In other instances, Khoroshahin received payouts to a private soccer club he owned. He has been indicted on a charge of racketeering conspiracy. Salcedo has been placed on leave at UCLA and indicted on a charge of racketeering conspiracy.
Stanford sailing coach John Vandemoer has been fired after his participation in a scheme that would have sent Stanford sailing $500,000 in return for a recruit spot for a daughter of John B. Wilson, who had previously used KWF to secure his son’s admission as a fraudulent water polo recruit at USC. Vandemoer has pleaded guilty to a charge of racketeering conspiracy.
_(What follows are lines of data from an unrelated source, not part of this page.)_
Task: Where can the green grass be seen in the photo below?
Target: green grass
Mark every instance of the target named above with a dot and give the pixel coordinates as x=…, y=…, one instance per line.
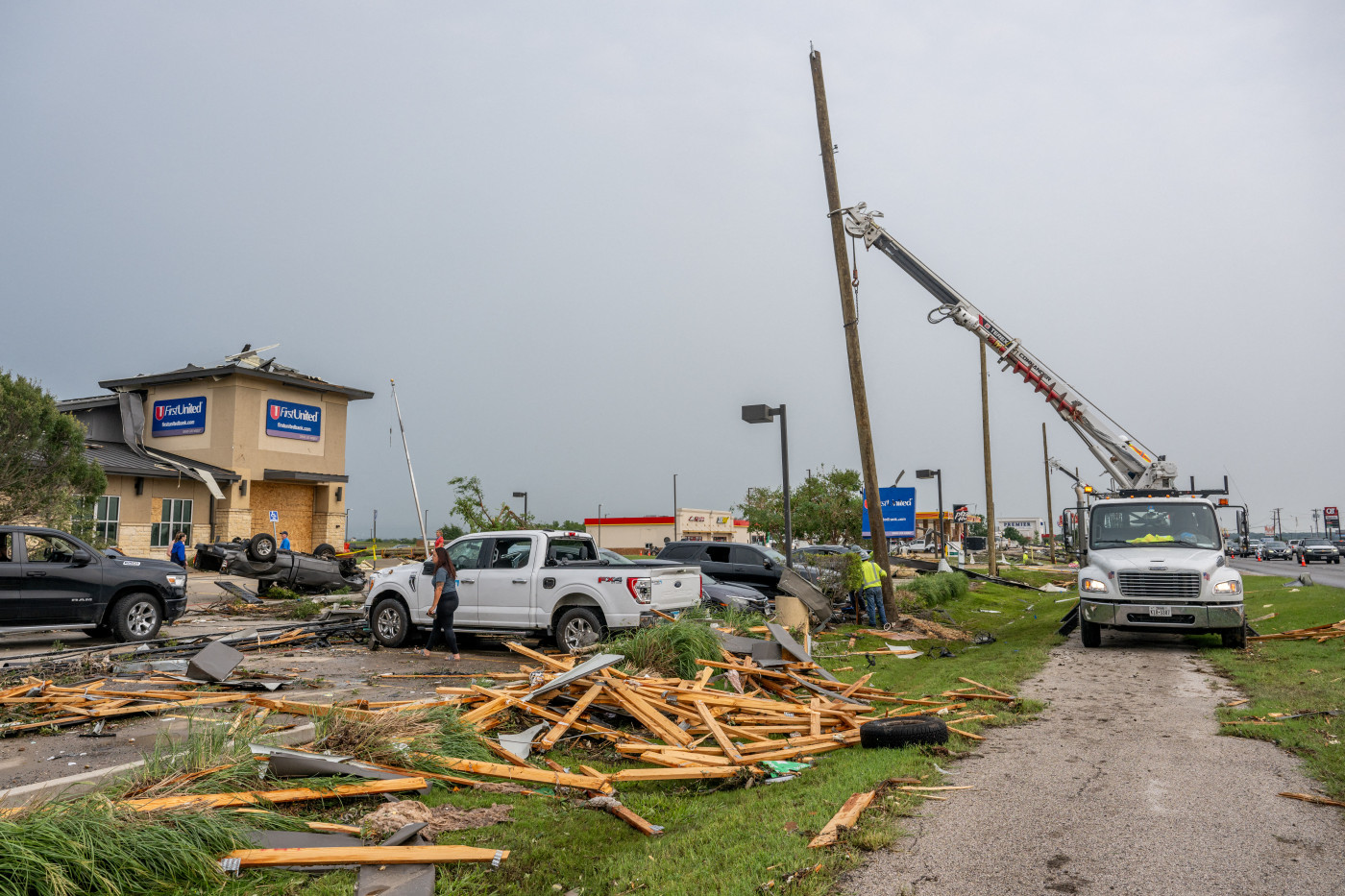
x=1291, y=677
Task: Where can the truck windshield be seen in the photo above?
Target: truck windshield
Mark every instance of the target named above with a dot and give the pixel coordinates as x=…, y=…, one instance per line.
x=1154, y=525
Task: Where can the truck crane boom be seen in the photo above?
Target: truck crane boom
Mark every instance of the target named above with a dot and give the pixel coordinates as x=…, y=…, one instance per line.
x=1125, y=458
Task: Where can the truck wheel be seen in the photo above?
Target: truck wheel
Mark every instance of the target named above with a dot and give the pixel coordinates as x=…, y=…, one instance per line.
x=261, y=549
x=134, y=618
x=578, y=627
x=390, y=621
x=903, y=732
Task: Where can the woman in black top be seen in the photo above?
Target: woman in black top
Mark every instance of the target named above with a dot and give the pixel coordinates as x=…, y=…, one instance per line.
x=446, y=601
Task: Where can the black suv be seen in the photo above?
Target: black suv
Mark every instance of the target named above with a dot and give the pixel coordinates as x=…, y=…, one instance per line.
x=50, y=579
x=726, y=561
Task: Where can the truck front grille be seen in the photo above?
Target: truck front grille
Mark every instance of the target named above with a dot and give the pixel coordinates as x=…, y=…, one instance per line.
x=1179, y=586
In November 2018, Rudy Meredith stepped down after 24 years as head coach of women’s soccer at Yale. The indictment revealed he had been a cooperating witness, working with law enforcement since roughly April 2018. In one 2017 scheme, he designated a Yale applicant as a soccer recruit, knowing full well that the student did not play competitive soccer. The student was admitted, and in early 2018, KWF sent Meredith a check for $400,000 in return for his services. In a 2018 scheme, Meredith met with a parent in a Boston hotel room—which was being monitored by the FBI—and requested $450,000 in return for designating the man’s daughter as a soccer recruit. Meredith accepted a payment of $2,000 at the meeting and a later installment of $4,000. Meredith now faces charges of wire fraud and conspiracy to commit wire fraud.
Michael Center, the head coach of men’s tennis at UT-Austin since 2000, has been placed on administrative leave. Center allegedly accepted bribes summing to roughly $100,000 in return for designating an applicant as a tennis recruit on a “books” scholarship—meaning the university would cover the student-athlete’s books—even though the student had played only one year of high school tennis. The student was accepted to UT-Austin in 2015 and upon enrolling later that year, withdrew from the tennis team and renounced the scholarship. Center accepted funds in several installments, including one 2015 meeting in a hotel parking lot in which he received roughly $60,000 in cash. He was charged in a criminal complaint with mail fraud and conspiracy to commit mail fraud.
Update (March 13, 7:01 p.m. ET): Rudy Meredith, coach of women’s soccer at Yale, and Michael Center, coach of men’s tennis at UT-Austin, have been added.